À l’intérieur des boîtes collectrices, l’air circule sur des filtres recouverts de sorbants à base d’amine et d’autres matériaux qui s’accrochent au CO2 molécules. Le charbon finit par saturer les filtres, comme de l’eau gonflant une éponge. À ce stade, des portes coulissantes scellent l’entrée d’air et de l’air chaud est acheminé depuis le centre de contrôle pour chauffer les filtres à environ 100 degrés Celsius, ce qui libère le CO.2. Les aspirateurs tirent ensuite les molécules flottantes vers le centre de contrôle, où des réservoirs, des conduits et d’autres matériels étincelants compriment le gaz. Il est ensuite acheminé vers une poignée de dômes en acier géodésique de la taille d’un igloo à quelques kilomètres de là, squattant la plaine comme un logement d’urgence pour les Martiens.
Les techniciens et les machines Carbfix s’occupent des prochaines étapes. À l’intérieur des dômes, un moteur puissant pousse un flux d’eau entrant dans un puits d’injection. Le CO2 pipeline déverse le gaz dans l’eau. « C’est un SodaStream souterrain ! » dit Sandra Snæbjörnsdóttir, une scientifique de Carbfix aux cheveux bruns mi-longs et aux yeux verts sérieux encadrés de lunettes en écaille de tortue qui a aidé à concevoir le système. Quelques centaines de mètres plus bas, le flux de soude s’écoule dans le sol, où il réagit avec des dépôts de basalte qui le transforment en un minéral solide. En d’autres termes, le gaz carbonique qui réchauffe le climat est transformé en pierre, comme le méchant dans un conte de fées. « C’est essentiellement la façon dont la nature stocke le CO2, explique Snæbjörnsdóttir. Il y a beaucoup de place pour cette tactique. Dans le monde, il existe probablement suffisamment de formations géologiques appropriées pour stocker des milliards de tonnes de carbone.

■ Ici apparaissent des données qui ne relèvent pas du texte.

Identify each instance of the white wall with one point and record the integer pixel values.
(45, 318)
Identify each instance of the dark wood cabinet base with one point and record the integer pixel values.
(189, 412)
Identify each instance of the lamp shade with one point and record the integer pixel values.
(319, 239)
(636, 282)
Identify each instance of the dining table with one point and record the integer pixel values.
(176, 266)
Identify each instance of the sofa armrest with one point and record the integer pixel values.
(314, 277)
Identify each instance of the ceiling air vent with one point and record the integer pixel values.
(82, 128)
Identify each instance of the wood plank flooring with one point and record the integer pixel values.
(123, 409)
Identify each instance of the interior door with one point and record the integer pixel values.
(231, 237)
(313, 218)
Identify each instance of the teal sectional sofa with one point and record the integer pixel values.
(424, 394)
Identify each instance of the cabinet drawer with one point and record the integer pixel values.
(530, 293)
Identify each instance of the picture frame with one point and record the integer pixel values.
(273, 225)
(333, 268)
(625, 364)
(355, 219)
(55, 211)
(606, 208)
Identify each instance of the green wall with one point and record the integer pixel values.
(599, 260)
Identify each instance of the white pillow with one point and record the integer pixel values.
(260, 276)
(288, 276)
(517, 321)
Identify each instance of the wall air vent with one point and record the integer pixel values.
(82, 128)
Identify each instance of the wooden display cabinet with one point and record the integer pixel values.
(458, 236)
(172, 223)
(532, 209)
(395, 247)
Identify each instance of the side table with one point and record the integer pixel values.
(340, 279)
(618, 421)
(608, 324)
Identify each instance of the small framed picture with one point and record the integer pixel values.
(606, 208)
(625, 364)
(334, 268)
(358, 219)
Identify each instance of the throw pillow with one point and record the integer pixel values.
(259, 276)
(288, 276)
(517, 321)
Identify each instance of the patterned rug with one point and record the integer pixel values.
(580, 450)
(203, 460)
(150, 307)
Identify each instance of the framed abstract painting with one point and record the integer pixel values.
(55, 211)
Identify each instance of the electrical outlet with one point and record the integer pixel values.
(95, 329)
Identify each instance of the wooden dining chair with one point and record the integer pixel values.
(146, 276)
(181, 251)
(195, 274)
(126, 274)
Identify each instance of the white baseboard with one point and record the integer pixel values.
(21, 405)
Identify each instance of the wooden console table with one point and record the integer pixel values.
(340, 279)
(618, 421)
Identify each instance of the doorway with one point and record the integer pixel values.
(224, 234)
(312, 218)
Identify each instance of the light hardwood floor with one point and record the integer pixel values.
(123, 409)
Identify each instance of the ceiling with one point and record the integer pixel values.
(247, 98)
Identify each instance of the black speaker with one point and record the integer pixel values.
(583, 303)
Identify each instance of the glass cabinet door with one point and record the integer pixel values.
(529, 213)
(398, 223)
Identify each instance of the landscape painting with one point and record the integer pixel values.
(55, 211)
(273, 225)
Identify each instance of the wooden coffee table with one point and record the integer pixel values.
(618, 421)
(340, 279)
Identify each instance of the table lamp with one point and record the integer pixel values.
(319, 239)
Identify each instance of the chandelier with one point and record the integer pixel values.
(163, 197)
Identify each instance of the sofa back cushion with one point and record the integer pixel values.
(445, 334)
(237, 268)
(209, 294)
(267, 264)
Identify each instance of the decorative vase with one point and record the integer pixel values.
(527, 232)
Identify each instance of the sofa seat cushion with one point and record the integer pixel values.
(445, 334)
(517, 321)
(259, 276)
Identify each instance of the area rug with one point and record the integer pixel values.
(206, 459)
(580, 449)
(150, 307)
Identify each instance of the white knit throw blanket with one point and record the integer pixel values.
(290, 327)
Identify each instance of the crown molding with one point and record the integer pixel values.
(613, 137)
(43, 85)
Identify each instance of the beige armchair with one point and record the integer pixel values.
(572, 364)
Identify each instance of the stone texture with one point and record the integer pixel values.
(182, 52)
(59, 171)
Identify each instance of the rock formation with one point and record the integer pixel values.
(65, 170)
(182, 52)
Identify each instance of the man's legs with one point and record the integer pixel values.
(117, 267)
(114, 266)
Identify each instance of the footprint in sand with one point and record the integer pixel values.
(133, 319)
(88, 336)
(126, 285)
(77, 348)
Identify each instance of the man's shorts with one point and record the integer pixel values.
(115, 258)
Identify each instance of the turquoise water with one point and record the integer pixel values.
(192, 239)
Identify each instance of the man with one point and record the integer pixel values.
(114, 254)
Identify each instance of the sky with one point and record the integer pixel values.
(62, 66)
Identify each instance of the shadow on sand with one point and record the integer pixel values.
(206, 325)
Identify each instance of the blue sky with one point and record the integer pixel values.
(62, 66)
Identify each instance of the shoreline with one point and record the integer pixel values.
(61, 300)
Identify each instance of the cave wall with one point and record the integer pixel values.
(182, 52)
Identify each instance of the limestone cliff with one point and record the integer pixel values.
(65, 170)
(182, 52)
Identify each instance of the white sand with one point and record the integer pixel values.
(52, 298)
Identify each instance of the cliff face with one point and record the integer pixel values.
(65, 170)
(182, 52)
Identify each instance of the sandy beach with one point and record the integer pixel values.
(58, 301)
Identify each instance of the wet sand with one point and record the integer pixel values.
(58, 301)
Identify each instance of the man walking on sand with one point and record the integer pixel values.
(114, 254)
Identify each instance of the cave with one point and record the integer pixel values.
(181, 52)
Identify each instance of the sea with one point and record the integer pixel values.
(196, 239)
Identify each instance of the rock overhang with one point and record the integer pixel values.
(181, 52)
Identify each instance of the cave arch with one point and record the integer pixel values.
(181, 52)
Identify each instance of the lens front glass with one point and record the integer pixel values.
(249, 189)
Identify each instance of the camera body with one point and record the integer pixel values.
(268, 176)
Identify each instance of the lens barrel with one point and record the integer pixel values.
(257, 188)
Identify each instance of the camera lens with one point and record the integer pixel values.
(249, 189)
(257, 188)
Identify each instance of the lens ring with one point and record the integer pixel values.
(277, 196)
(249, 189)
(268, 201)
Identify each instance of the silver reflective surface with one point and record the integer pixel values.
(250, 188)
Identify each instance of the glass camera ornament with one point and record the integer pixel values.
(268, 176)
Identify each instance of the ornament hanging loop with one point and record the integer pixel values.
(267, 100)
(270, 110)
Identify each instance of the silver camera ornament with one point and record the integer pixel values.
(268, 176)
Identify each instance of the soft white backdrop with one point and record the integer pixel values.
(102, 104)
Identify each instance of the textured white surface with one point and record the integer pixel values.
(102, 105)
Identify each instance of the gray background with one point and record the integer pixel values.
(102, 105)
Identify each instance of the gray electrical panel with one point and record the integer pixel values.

Au niveau le plus élémentaire, le système fait ce qu’il est censé faire : Climeworks extrait le carbone de l’air et Carbfix l’enfouit sous terre. Et ils utilisent tous les deux l’énergie géothermique, qui ne produit que des émissions de gaz à effet de serre mineures. Mais la partie capture est encore extrêmement énergivore, et donc chère. Les ventilateurs ont bien sûr besoin d’électricité, mais la majeure partie de l’énergie sert à chauffer le charbon pour le libérer du sorbant.